Wednesday, March 23, 2016


I read an interesting study the other day. I say “interesting” in this case because it confirmed my instincts. The study was a way of measuring how much people crave power and exactly what they want from it. In sum, the study found that most people don't want to control others, but rather they want power so they have autonomy, i.e. they get to control themselves. I've thought about this for years.

While I would love to have a VP title to round out my resume, I have not wanted to be anyone's boss in a long time. I like the prestige that can be conferred by the title, the possible perks and greater autonomy, but I don't necessarily want to tell others what to do. My experience managing 50 people when I was in my 20’s was a lesson I learned well. In fact, I am now suspicious of anyone who actually wants to be a boss. That's not to say that I don't like being a coach and helper to my colleagues. I often enjoy these types of positive engagements with people and I crave feedback from my bosses, worded with care, that helps me get better. I like to give others feedback as well, but try hard  to offer it in a spirit of "take it or leave it." But most of all, I like being responsible for myself and the good and bad results of my work.

I find power and money to be synonymous to autonomy. The most pleasurable time in my life was when I had a big pile of money saved up. While I certainly spent some of it on a few gadgets, I was generally pretty conservative financially and we lived fairly simply, with a small mortgage to pay on our home, a paid off car and a bicycle that was my primary transportation. The wonderful thing about having two to three years of salary in the bank was the freedom. I wasn’t worried about satisfying a boss or a market in order to be able to eat, keep a roof over my head, or get health care if I fell off my bike. This was the time of greatest productivity for me. I co-founded the Urban Conservancy, helped launch other non-profit groups, took an active role in my community and major issues, and grew a huge network of friends that I keep to the present day.

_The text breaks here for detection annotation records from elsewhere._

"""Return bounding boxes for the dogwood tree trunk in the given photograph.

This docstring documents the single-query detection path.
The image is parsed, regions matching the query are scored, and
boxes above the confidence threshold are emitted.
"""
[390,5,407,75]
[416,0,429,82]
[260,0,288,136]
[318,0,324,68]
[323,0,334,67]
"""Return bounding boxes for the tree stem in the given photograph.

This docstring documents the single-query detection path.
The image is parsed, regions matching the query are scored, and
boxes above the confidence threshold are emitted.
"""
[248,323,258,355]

While we still live fairly simply, we’re now a single income family in an expensive city. Houses cost a lot in Austin. A lot. A car is an absolute necessity in the sprawl, even though we live in the core of the city. What we do spend our money on is mostly experiences: travel, classes of all sorts, exercise. But the wolves never sound too far away from the door. It’s easy to imagine all sorts of economic disasters in the fragile world we live in right now.

My commitment however, is rather than let that fear gnaw quietly in the back of mind, use those thoughts to inspire a pruning down of spending and consumption, to try to tighten up on something that I have spent money on that I could do without. Because reducing the expenses buys a little bit of freedom. I think that's a good investment.